Appropriation Bill 2001-2002 (No 3)
Debate resumed from 19 February 2002, on motion by Mr Quinlan:That this bill be agreed to in principle.
MR HUMPHRIES (Leader of the Opposition) (5.33): Mr Deputy Speaker, I move:
That the debate be adjourned.
Question resolved in the negative.
MR HUMPHRIES: Mr Deputy Speaker, the opposition indicated in debate on the Select Committee on Estimates report on Tuesday that it would be supporting this bill, and it will do so very clearly in this debate today. I understand that there was some scuttlebutt which said that the motion to adjourn this debate was about allowing the opposition to oppose the bill. I am pleased to say that the ACT opposition has never opposed an appropriation bill in this place.
Mr Smyth: ACT Liberal opposition.
MR HUMPHRIES: The ACT Liberal opposition, a very important distinction to make, has never opposed an appropriation bill in this place.
Mr Quinlan: There goes half my speech.
MR HUMPHRIES: Sorry, Ted. As far as we are concerned, elected governments deserve the right, as a matter of course, to bring down their budgets and to amend their appropriations as appropriate. Whether they should do so without the possibility of amending the budget at some point is an issue that remains to be decided in this place. Perhaps the Assembly will see fit to amend appropriation bills in the future.
If my party seeks to oppose an appropriation bill, it will be on the basis that we wish to move what will effectively be a motion of no confidence in the government. Much as we might have wished for a different result from the election of October last year, we do not believe that bringing the government down is appropriate in these circumstances.

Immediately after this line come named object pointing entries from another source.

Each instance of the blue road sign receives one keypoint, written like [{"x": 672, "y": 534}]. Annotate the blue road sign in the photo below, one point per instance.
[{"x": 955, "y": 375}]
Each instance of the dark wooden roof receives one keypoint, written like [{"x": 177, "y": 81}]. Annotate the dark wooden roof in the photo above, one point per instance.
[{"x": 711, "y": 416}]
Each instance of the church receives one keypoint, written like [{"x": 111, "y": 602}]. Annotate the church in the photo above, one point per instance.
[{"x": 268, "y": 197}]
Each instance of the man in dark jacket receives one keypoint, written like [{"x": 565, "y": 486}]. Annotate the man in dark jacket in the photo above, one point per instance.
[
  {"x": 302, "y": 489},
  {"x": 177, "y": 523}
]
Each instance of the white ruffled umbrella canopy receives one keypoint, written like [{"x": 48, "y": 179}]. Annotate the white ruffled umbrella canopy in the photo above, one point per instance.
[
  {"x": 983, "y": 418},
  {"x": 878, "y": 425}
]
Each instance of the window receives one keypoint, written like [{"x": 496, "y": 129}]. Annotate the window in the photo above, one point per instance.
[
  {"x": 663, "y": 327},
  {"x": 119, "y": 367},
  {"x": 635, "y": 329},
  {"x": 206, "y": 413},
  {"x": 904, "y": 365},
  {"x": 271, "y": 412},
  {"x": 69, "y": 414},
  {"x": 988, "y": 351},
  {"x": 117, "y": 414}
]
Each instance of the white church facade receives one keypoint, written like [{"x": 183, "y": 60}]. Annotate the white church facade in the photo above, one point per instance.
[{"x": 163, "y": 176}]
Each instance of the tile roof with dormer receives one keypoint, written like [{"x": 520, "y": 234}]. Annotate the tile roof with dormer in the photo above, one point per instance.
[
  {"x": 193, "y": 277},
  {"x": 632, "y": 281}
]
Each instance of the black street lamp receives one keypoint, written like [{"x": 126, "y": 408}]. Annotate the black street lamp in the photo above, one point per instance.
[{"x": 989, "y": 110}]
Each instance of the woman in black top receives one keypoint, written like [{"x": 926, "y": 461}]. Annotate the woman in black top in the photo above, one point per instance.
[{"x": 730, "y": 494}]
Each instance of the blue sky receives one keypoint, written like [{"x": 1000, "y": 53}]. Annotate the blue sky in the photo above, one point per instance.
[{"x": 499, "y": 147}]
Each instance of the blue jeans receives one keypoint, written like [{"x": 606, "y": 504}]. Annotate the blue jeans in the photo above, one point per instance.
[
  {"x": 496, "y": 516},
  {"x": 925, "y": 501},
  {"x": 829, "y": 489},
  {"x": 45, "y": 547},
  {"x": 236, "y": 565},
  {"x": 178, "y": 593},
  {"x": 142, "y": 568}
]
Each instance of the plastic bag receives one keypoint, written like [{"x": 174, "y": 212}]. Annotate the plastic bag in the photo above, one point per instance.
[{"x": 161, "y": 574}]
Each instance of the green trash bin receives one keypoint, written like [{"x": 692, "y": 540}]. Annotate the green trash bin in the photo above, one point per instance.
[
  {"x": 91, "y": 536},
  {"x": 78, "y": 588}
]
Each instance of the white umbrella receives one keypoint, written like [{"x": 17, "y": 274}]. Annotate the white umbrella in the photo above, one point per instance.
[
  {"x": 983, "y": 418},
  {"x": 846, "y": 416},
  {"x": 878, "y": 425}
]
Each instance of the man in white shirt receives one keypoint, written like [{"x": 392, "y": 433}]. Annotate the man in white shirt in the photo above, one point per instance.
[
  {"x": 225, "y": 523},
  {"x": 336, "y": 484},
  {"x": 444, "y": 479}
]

As I said the other day, the appropriation bill contains a series of items to supplement the budget that are for the most part entirely mechanical. They are items that are designed to deal with unforeseen cost pressures, which are inevitable in any given financial year. In this particular situation, a number of pressures might have been anticipated, but could not accurately have been dealt with earlier than at the time of the bringing down of the 2001-2002 budget.
Some items we might expect to come up almost as a matter of course. For example, the appropriation for the Director of Public Prosecutions covers expensive cases, which the DPP seems to incur every year, and which are in fact part of the base of the office of the DPP. Nonetheless, they need to be allowed for in appropriations such as this. Other items fall into that category as well.